In der Grund- und Mittelstufe gelingt dies unter anderem mit den sogenannten Büroklassen. Hier besitzt jede Schülerin und jeder Schüler einen Arbeitsplatz, an dem auch Fotos von Familie und Freunden hängen dürfen. In den Schubladen liegen Arbeitsmaterialien, die individuell auf das Lernniveau abgestimmt sind. „Die Schülerinnen und Schüler profitieren sichtlich von dieser Methode“, hat Sebastian Pulfrich beobachtet. Bei aller Autonomie der Klassen und Stufen geht der Überblick nicht verloren. Dafür sorgen die regelmäßigen Treffen des Schulleitungsteams um Schulleiterin Silvia Fladerer einmal in der Woche und die Stufenkonferenzen im Wechsel mit den Gesamtkonferenzen.
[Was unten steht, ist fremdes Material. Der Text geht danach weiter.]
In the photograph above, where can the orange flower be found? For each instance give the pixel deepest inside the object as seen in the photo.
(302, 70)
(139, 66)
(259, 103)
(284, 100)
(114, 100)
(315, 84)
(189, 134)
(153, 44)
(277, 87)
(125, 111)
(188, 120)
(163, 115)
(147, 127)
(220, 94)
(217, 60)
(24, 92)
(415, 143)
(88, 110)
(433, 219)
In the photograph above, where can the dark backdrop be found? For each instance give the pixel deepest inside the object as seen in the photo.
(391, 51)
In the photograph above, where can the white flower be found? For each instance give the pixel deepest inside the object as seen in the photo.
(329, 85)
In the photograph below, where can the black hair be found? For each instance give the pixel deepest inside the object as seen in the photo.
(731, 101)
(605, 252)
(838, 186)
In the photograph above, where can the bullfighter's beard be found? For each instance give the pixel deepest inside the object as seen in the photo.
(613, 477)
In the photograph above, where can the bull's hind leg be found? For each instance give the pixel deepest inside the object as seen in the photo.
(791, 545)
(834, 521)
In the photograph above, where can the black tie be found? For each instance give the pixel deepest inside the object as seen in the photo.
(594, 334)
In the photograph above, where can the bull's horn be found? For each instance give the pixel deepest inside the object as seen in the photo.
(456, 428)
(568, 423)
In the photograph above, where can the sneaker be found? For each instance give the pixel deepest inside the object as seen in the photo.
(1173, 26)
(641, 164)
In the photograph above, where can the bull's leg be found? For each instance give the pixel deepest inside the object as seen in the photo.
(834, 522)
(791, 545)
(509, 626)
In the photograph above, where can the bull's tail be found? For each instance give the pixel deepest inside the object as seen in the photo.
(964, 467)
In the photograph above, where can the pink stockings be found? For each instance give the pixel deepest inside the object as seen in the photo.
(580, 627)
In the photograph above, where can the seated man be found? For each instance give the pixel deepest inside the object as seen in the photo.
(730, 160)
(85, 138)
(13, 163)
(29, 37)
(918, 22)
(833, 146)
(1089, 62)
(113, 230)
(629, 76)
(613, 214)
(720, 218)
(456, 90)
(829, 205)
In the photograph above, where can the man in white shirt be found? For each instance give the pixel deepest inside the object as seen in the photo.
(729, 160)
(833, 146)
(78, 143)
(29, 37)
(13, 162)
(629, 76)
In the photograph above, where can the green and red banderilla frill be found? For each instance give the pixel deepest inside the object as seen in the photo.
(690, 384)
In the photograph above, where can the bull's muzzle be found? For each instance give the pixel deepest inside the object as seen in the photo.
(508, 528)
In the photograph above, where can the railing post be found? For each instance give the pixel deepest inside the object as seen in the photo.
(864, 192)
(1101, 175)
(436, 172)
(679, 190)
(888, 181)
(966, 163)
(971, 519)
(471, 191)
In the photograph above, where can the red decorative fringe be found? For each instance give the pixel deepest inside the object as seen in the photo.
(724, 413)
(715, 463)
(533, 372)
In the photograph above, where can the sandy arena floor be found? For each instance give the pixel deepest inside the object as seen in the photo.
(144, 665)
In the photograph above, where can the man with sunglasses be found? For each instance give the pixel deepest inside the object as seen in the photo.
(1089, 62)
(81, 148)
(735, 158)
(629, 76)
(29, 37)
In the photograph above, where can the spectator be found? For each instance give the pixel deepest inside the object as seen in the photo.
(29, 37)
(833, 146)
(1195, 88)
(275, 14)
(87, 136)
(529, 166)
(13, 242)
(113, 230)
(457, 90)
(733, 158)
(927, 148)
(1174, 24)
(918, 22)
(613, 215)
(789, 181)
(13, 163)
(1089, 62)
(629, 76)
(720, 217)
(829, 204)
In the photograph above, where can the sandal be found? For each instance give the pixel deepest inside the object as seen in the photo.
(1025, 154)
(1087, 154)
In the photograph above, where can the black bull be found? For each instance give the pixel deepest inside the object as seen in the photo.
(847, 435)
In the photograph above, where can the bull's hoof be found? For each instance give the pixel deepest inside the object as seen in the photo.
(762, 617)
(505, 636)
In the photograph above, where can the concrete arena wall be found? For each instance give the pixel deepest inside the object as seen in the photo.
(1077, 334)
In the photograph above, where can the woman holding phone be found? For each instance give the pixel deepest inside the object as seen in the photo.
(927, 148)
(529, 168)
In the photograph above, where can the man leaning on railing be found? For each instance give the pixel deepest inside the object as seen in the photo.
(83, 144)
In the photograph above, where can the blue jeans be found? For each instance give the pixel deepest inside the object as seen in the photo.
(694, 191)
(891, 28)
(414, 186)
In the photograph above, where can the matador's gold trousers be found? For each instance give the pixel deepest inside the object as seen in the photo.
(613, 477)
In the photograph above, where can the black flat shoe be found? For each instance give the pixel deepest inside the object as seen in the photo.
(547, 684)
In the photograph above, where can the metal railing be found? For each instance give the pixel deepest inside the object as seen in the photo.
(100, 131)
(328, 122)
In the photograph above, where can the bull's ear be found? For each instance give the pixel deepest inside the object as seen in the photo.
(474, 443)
Die Schülerinnen und Schüler partizipieren demokratisch über die Klassenräte ein. Außerdem bestimmen sie die WPU-Angebote mit.

„Wir sind als kleine Schule hier eine große Familie“, beschreibt Ganztagskoordinatorin Stefanie Fiedler die „tolle Atmosphäre“ an der Schule am Budenberg. „Wir nehmen das manchmal gar nicht mehr selbst wahr. Aber wenn Besucher kommen, dann hören wir immer, wie aufgeschlossen und freundlich unsere Schülerinnen und Schüler sind. Zuletzt erst sagte das eine der Zirkuspädagoginnen. Der gute Umgang miteinander hat uns schon immer ausgemacht.“ Selbst wenn Zirkus ist.